Religious literature: Students have a right to distribute religious literature to their schoolmates on the same terms as they are permitted to distribute other literature that is unrelated to school curriculum or activities. Schools may impose the same reasonable time, place, and manner or other constitutional restrictions on distribution of religious literature as they do on nonschool literature generally, but they may not single out religious literature for special regulation.
Religious excusals: Subject to applicable State laws, schools enjoy substantial discretion to excuse individual students from lessons that are objectionable to the student or the students' parents on religious or other conscientious grounds. School officials may neither encourage nor discourage students from availing themselves of an excusal option. Under the Religious Freedom Restoration Act, if it is proved that particular lessons substantially burden a student's free exercise of religion and if the school cannot prove a compelling interest in requiring attendance, the school would be legally required to excuse the student.
Released time: Subject to applicable State laws, schools have the discretion to dismiss students to off-premises religious instruction, provided that schools do not encourage or discourage participation or penalize those who do not attend. Schools may not allow religious instruction by outsiders on school premises during the school day.
Teaching values: Though schools must be neutral with respect to religion, they may play an active role with respect to teaching civic values and virtue, and the moral code that holds us together as a community. The fact that some of these values are held also by religions does not make it unlawful to teach them in school.
Student garb: Students may display religious messages on items of clothing to the same extent that they are permitted to display other comparable messages. Religious messages may not be singled out for suppression, but rather are subject to the same rules as generally apply to comparable messages. When wearing particular attire, such as yarmulkes and head scarves, during the school day is part of students' religious practice, under the Religious Freedom Restoration Act schools generally may not prohibit the wearing of such items.

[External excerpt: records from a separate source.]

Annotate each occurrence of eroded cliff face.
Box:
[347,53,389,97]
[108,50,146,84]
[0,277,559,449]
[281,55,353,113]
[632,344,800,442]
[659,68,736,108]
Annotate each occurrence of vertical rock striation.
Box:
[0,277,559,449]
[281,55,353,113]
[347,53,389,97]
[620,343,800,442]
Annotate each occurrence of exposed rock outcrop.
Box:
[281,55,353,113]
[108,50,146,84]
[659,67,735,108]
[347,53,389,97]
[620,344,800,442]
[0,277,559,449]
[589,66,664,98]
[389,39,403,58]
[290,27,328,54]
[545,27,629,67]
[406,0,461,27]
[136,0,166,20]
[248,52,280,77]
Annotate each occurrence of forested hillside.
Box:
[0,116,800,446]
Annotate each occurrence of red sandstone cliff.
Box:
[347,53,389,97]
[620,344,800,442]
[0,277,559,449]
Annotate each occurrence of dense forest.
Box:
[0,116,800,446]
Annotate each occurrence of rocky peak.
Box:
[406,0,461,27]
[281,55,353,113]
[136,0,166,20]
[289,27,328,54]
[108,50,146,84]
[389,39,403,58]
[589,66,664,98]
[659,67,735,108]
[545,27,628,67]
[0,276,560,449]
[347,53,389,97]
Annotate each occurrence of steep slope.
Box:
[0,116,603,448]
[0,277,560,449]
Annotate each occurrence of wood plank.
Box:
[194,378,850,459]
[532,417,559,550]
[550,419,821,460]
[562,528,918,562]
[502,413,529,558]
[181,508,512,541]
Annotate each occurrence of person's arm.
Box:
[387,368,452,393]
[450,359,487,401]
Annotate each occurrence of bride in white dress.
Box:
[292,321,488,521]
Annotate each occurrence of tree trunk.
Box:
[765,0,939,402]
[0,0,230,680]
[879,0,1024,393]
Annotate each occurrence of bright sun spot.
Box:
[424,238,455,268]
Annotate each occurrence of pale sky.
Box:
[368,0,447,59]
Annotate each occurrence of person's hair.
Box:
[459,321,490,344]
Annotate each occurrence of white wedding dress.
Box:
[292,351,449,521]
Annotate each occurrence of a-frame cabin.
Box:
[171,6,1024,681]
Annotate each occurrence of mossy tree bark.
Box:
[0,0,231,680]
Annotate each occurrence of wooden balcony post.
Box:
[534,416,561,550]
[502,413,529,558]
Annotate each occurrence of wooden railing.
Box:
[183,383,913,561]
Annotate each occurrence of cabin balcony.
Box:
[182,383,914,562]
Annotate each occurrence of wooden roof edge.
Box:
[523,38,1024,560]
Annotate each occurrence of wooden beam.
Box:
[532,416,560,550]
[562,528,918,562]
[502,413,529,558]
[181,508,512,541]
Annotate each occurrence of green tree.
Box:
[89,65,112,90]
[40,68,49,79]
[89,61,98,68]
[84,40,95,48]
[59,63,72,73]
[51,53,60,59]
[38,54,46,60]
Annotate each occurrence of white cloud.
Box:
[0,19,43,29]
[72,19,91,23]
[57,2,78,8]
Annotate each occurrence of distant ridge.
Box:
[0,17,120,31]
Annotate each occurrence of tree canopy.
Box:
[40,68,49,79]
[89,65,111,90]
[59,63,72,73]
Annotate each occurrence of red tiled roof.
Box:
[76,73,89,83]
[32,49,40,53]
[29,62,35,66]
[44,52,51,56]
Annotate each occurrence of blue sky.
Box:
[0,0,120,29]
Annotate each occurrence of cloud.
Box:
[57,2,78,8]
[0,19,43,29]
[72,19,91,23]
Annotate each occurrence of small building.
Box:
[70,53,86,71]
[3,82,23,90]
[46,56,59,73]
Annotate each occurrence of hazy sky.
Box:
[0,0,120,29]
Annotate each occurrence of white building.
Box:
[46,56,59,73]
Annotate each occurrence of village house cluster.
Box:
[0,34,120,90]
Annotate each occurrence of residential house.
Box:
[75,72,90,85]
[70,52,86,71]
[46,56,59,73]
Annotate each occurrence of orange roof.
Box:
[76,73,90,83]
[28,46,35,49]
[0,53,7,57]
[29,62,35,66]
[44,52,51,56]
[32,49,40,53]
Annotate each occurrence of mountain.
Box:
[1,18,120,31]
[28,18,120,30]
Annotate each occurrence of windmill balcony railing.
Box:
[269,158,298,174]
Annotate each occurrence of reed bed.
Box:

I hereby direct the Secretary of Education, in consultation with the Attorney General, to use appropriate means to ensure that public school districts and school officials in the United States are informed, by the start of the coming school year, of the principles set forth above.
General provisions: Student religious groups at public secondary schools have the same right of access to school facilities as is enjoyed by other comparable student groups. Under the Equal Access Act, a school receiving Federal funds that allows one or more student noncurriculum-related clubs to meet on its premises during noninstructional time may not refuse access to student religious groups.
Prayer services and worship exercises covered: A meeting, as defined and protected by the Equal Access Act, may include a prayer service, Bible reading, or other worship exercise.
Equal access to means of publicizing meetings: A school receiving Federal funds must allow student groups meeting under the Act to use the school media
Lunch-time and recess covered: A school creates a limited open forum under the Equal Access Act, triggering equal access rights for religious groups, when it allows students to meet during lunch periods or other noninstructional time during the school day, as well as when it allows students to meet before and after the school day.
I hereby direct the Secretary of Education, in consultation with the Attorney General, to use appropriate means to ensure that public school districts and school officials in the United States are informed, by the start of the coming school year, of these interpretations of the Equal Access Act.